Time Series Analysis of Road Accidents Using Autoregressive Integrated Moving Average (ARIMA) Model

Joel Cheruiyot Chelule, Meshack Kipchumba Ngetich, Ayubu Anapapa, Herbert Imboga


Abstract: The road transport industry in Kenya plays a vital role in the life of the majority of her citizens. Many Kenyans utilize different transport modes to reach their various destinations daily. Nearly 3000 people killed on Kenyan roads per year. The objective of this study was a time series analysis of road accidents trend in Kenya using the Autoregressive Integrated Model (ARIMA) model. This study used time series techniques which can better describe and model the accident data.

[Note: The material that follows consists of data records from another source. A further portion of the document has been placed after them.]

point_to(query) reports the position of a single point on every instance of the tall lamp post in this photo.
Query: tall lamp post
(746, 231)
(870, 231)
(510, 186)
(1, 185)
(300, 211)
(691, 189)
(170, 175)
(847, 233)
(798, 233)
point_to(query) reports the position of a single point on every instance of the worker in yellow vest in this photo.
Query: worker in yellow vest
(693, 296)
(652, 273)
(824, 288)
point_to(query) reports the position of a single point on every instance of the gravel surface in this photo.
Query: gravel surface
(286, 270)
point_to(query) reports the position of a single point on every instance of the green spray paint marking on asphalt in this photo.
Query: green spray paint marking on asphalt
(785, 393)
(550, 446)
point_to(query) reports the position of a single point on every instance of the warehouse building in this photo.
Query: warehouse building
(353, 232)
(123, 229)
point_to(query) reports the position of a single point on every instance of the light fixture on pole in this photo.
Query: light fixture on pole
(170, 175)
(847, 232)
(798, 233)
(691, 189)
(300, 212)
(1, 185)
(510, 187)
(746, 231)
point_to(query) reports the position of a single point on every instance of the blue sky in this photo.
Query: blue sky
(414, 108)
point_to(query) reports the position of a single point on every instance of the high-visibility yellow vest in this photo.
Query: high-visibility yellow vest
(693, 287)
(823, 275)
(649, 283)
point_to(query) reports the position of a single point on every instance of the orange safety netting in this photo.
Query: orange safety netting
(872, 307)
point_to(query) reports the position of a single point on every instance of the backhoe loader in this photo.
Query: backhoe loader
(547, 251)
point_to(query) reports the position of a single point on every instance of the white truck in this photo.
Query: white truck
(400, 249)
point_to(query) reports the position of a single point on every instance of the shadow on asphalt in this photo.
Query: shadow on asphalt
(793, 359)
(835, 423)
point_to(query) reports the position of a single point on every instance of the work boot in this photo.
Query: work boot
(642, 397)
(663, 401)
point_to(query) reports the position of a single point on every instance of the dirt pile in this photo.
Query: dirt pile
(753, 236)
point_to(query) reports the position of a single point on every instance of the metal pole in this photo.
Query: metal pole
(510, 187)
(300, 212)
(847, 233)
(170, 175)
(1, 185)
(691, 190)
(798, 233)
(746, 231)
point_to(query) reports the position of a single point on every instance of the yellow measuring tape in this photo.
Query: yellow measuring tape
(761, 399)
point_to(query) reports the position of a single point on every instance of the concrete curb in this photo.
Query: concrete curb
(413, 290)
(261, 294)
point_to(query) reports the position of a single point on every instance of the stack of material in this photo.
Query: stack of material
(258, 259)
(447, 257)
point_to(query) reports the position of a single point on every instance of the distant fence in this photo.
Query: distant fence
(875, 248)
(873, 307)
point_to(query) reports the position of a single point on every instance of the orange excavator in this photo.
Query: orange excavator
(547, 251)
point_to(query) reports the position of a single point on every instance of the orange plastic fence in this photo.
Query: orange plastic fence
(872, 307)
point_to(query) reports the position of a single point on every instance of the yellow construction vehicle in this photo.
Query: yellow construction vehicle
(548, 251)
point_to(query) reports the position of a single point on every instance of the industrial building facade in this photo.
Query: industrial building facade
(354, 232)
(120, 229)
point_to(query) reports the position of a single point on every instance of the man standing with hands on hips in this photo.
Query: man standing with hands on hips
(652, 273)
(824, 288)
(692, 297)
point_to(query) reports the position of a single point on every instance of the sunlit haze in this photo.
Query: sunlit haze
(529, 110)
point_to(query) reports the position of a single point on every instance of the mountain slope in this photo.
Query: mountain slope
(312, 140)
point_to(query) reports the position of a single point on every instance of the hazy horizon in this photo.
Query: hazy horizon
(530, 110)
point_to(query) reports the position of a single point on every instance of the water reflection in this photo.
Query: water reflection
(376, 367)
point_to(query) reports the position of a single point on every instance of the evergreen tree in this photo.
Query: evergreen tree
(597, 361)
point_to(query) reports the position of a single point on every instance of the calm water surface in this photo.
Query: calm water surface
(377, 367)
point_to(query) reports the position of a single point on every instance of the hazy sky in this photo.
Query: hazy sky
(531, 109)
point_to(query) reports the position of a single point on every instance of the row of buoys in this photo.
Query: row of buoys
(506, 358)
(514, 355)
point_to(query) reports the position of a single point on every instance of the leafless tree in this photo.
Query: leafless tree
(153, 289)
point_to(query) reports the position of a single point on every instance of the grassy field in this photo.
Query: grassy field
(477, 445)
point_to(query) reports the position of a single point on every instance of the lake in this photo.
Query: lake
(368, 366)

This is achieved using suitable techniques whose performances are subsequently analyzed. The study utilized accident data between the years 2014-2017 obtained from National Transport Safety Authority. In this research project, the time series with Box Jenkins method applied to 4 years of annual road accident data from 2014 2017 to determine the trend of road traffic accident cases and deaths in Kenya. ARIMA models subsequently fitted for accident cases and deaths.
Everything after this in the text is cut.